Statistical Analysis
All statistical analyses were performed in R version 3.5.3.
The presence of each parasite was used as the response variable in a series of binomial generalised linear mixed models (GLMMs). Ecological variables incorporated in each model were age, sex, Scaled Mass Index (SMI) as a measure of condition, captures per transect per day (used here as a proxy for population density), prevalence of microparasites,T. muris , S. obvelata , C. hepaticum and fleas, and the infection intensity of T. muris, S. obvelata, C. hepaticumand fur mites. Location and trapping session were included as random effects. Although it is likely that trapping session would have a significant bearing on parasite infection dynamics, the irregular spacing of each session means that any seasonal or inter-annual patterns of parasite distribution are unlikely to become evident, and so it was not included as a fixed effect.
For parasite species with measures of abundance (gastrointestinal helminths and fur mites), a series of negative binomial GLMMs were performed using abundance data, excluding uninfected individuals. As infection levels of C. hepaticum were measured on an arbitrary 1-5 scale of infection score, the ‘clmm ’ function of the ‘ordinal ’ package in R was used to create a cumulative link mixed model, taking the infection score as an ordinal factor. For this model, individuals with infection scores of zero were taken to be uninfected, and thus were excluded.
As there is missing data for microparasites and C. hepaticuminfection, models in which these parasites were not the predicted variable were repeated with these species excluded to increase statistical power. Any significant relationships between pairs of parasites with complete datasets that are henceforth reported, are taken from these exclusionary models.

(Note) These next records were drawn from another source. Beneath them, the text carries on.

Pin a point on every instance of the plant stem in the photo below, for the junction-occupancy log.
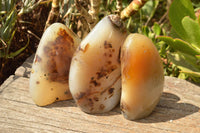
(94, 11)
(85, 14)
(119, 6)
(54, 13)
(132, 8)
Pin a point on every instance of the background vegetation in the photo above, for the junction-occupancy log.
(173, 26)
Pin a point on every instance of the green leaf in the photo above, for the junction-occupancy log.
(149, 9)
(193, 31)
(156, 29)
(184, 62)
(180, 45)
(178, 10)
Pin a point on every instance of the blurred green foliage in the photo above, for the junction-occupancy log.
(185, 53)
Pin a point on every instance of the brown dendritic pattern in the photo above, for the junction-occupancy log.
(59, 54)
(92, 99)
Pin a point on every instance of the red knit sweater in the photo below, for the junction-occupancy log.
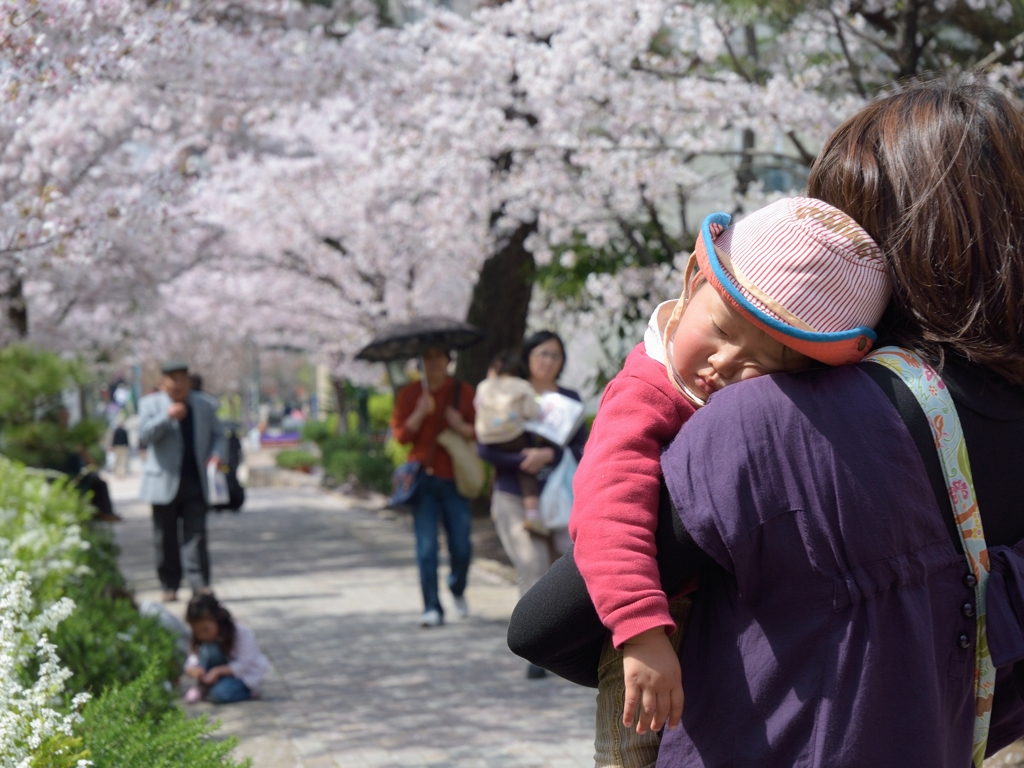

Models of infection level were subsequently simplified and selected through a model averaging process. The ‘dredge ’ function was used to compare all possible sub-models, and those with ΔAIC < 2 when compared to the “best model” (with the lowest AIC) were averaged using the ‘model.avg ’ function (both from R package ‘MuMIn ’) to find optimal models for each parasite species.
Due to the issues surrounding the use of Bonferroni corrections and statistical power in ecological data (Nakagawa, 2004), the models are not corrected for multiple testing, but all effects sizes are reported (Supplementary Materials).